PAY BY FINGERPRINT: Several banks are trialling Zwipe Pay One biometric payments technology
Banks in India, Poland, Iraq, Mexico, Lebanon and Egypt are among those set to trial biometric payment cards that enable customers to authenticate contactless payments with their fingerprints.
Bank Pocztowy in Poland began offering its corporate customers a biometric payment card in December with a view to expanding the pilot to other business account holders this year, while Indian payment services provider Easy Pay is to trial its biometric card before a commercial rollout later in 2022.
Iraq’s International Network for Cards and Digital Payment Services (INC) is also to trial a biometric-enabled version of its Neo Visa card as well as offer biometric payments cards to client banks in the Iraqi market, with card payment services providers ForzaCard in Mexico, Areeba in Lebanon and Masria Digital Payments in Egypt also announcing they are to make biometric cards available to their customers and client banks.
The trials in India, Iraq, Mexico, Lebanon and Egypt follow a series of deals signed by the service providers in these territories with Norway-based biometric card technology provider Zwipe.
Growing demand
“The biometric payment cards, built on the unique single silicon platform Zwipe Pay One, deliver world-class security and a completely touch-less user experience, leading to improved customer loyalty and a strong business case for banks,” Zwipe explains.
“Across many markets globally, and especially the Middle East and North Africa region, Zwipe has experienced a strong and growing demand in biometric payment cards from banks and payment service providers.”
In Poland, Bank Pocztowy’s biometric payment card uses technology developed by Thales and incorporates “a special fingerprint sensor designed to work better than mobile finger sensors,” Thales says.
“In order to realise the transaction, the cardholder needs to place their finger on a sensor.

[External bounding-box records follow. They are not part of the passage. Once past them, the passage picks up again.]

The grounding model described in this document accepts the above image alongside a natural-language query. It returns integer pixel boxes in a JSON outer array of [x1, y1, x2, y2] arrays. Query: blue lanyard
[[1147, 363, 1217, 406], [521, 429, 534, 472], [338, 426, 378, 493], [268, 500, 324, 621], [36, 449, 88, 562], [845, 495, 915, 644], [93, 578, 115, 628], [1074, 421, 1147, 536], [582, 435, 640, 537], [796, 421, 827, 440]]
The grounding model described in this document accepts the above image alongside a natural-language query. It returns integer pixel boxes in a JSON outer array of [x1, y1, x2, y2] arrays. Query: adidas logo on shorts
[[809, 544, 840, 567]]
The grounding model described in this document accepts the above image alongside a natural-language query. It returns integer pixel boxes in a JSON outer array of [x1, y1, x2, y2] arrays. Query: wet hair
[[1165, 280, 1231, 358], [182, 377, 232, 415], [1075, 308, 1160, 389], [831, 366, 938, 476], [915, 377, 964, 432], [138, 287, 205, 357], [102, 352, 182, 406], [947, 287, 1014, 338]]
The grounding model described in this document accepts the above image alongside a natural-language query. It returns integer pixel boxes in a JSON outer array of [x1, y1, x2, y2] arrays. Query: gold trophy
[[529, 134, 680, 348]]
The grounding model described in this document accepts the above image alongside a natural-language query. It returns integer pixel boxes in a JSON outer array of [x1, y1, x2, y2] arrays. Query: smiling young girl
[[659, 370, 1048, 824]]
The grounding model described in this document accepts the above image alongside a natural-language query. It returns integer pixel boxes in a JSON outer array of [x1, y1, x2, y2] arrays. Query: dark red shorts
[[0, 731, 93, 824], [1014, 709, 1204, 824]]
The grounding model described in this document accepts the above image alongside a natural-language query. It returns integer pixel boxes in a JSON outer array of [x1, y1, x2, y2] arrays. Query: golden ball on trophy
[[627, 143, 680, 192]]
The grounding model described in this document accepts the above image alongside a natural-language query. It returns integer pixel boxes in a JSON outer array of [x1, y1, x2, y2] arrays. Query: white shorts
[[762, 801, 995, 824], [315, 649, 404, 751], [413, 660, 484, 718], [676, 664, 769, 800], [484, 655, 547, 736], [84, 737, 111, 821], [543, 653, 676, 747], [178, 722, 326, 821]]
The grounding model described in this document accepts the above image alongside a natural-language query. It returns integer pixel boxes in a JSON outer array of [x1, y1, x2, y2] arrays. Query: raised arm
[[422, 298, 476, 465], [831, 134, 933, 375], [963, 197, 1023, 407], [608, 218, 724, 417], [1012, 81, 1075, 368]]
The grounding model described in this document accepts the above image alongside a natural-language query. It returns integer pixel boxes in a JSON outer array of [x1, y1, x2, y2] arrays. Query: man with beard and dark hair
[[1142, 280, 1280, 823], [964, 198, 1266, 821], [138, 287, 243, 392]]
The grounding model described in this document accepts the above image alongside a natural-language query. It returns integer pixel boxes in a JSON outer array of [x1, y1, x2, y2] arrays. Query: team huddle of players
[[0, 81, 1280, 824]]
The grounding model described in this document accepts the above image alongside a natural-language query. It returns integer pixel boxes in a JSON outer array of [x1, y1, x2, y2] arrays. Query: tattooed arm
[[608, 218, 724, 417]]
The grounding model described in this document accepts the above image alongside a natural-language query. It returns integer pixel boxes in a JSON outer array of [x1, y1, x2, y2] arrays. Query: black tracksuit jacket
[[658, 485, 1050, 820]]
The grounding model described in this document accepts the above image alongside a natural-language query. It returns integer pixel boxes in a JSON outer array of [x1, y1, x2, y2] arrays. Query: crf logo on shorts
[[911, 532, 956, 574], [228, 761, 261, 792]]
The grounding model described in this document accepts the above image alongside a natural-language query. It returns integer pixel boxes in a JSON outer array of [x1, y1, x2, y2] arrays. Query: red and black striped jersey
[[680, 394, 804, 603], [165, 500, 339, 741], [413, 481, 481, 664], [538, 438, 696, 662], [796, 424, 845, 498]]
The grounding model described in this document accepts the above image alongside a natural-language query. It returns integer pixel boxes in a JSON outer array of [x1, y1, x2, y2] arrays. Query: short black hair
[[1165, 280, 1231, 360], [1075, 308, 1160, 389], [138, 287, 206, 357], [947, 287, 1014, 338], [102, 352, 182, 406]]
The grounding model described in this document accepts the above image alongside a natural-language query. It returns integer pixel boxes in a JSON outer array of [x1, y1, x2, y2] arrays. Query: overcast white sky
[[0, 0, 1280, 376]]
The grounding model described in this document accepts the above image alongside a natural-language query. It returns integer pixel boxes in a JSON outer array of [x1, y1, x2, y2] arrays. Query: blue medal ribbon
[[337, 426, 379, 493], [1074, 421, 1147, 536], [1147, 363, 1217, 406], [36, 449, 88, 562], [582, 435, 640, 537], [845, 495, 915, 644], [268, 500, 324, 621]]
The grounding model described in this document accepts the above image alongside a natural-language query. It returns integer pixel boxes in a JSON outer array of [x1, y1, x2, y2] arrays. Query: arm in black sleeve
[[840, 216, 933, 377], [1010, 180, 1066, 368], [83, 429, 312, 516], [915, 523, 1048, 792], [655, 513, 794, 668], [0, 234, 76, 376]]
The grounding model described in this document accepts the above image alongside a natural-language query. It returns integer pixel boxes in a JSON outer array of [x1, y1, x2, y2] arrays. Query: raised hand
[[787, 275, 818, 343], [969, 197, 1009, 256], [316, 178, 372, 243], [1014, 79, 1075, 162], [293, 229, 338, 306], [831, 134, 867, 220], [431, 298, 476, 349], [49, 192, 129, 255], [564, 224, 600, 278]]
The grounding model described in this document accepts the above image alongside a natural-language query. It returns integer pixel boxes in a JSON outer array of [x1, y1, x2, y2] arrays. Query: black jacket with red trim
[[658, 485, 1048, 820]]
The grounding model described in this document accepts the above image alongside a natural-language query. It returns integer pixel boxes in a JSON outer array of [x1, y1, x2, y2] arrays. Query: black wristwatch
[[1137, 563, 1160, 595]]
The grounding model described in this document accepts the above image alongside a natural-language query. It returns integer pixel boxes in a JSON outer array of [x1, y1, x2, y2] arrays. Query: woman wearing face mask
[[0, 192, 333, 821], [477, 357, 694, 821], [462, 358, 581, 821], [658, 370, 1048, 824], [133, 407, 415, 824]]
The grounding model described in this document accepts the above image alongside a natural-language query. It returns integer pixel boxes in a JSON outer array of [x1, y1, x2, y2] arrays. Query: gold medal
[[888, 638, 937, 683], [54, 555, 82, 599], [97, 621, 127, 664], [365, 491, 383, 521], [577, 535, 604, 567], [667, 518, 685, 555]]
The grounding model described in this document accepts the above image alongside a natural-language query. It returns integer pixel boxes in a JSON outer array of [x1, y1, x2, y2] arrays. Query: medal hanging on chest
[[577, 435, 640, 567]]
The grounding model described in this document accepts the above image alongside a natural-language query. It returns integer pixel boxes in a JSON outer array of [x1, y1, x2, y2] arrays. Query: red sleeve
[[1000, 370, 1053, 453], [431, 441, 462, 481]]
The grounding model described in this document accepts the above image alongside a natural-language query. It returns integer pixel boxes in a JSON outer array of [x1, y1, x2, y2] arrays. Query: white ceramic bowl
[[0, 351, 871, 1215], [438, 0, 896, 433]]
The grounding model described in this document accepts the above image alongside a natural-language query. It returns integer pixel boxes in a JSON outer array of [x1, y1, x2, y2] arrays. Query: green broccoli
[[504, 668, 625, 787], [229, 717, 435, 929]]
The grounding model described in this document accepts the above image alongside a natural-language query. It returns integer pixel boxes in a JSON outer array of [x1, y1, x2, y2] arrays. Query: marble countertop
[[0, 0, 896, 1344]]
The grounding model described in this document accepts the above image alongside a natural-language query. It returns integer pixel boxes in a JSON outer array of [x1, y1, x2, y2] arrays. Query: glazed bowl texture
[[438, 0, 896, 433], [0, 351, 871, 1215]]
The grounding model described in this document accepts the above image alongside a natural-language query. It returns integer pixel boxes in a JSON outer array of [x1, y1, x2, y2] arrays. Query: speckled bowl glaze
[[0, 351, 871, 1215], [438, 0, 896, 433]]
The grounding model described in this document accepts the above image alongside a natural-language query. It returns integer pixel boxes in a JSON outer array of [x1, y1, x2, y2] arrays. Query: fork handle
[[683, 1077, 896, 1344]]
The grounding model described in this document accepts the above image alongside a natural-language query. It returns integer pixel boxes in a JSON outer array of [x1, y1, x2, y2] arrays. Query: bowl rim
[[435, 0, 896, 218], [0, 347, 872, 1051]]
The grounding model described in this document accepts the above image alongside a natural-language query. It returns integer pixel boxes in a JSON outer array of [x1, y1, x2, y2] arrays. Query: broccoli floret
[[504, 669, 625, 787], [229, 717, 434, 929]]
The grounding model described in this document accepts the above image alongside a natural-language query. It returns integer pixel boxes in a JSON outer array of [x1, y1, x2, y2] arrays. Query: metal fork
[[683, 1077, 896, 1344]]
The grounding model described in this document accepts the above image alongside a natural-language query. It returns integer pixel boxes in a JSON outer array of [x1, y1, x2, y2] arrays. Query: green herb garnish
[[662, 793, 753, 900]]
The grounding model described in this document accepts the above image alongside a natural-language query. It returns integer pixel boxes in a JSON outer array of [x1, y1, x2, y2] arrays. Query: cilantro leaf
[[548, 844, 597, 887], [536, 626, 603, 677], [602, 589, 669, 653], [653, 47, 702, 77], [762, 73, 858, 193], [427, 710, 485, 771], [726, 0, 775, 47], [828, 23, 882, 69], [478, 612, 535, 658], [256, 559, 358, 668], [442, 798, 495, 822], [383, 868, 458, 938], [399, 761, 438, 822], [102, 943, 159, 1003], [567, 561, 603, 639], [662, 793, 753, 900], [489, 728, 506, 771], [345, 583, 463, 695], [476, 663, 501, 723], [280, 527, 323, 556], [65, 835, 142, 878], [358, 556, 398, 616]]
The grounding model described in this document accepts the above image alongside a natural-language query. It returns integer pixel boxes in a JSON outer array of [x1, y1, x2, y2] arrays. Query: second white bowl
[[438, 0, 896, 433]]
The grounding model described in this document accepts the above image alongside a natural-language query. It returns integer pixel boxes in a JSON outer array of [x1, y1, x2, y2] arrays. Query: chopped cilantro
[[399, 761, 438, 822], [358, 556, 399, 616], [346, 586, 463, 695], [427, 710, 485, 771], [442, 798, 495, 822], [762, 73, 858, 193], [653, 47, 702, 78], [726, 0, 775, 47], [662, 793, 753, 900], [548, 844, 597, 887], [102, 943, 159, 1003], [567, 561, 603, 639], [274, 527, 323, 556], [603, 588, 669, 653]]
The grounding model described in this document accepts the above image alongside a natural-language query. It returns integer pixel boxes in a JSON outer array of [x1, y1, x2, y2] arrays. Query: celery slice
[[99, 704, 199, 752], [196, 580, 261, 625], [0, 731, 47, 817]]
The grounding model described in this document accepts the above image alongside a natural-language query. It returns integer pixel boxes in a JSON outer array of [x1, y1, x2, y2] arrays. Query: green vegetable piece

If the biometric data matches the one recorded previously, the light on the card turns green and the payment is processed.
“In case a fraudster wants to use the card, the cardholder assets are protected: the light on the card turns red and the fingerprint-based transaction is rejected.”
“In addition, the biometric card will never be discharged. It gets all the energy it needs from the point-of-sale terminals for each transaction and never relies on a battery,” Thales adds.
Consumer support
The pilots come as a survey reveals that nearly two-thirds of US credit card users (65.5%) would be willing to “pay for a safer biometric-secured credit card that has a built-in fingerprint reader for your protection”.
“This is based on the consumer’s desire to have a safer technology that aids in protecting against card fraud. For banks’ card customers the concern of card fraud goes well beyond the financial loss they may or may not experience,” says SmartMetric, the US-based biometric tech provider that commissioned the survey.
“Card customers find the whole experience of having their financial safety violated unpleasant. It is a logical as well as an emotional reaction by consumers.
“The sense of violation along with the general concern for their financial safety is the main driving force as to why the research is showing so many existing card customers are willing to pay for a biometric card.
“Based on this consumer research, the future numbers of credit and debit cards with built-in biometrics can easily be greater than 1bn cards. That is only a 10% adoption rate when the consumer research is showing more than 60% potential adoption rate.”
Credit Libanais in Lebanon, the Jordan Kuwait Bank, BBVA in Mexico, and Crédit Agricole and BNP Parisbas in France all announced that they were to begin issuing or piloting biometric payment cards during 2021, while China Construction Bank and the Postal Savings Bank of China both began trialling biometric ‘hard wallet’ cards as part of China’s large-scale testing of its central bank digital currency launched last year.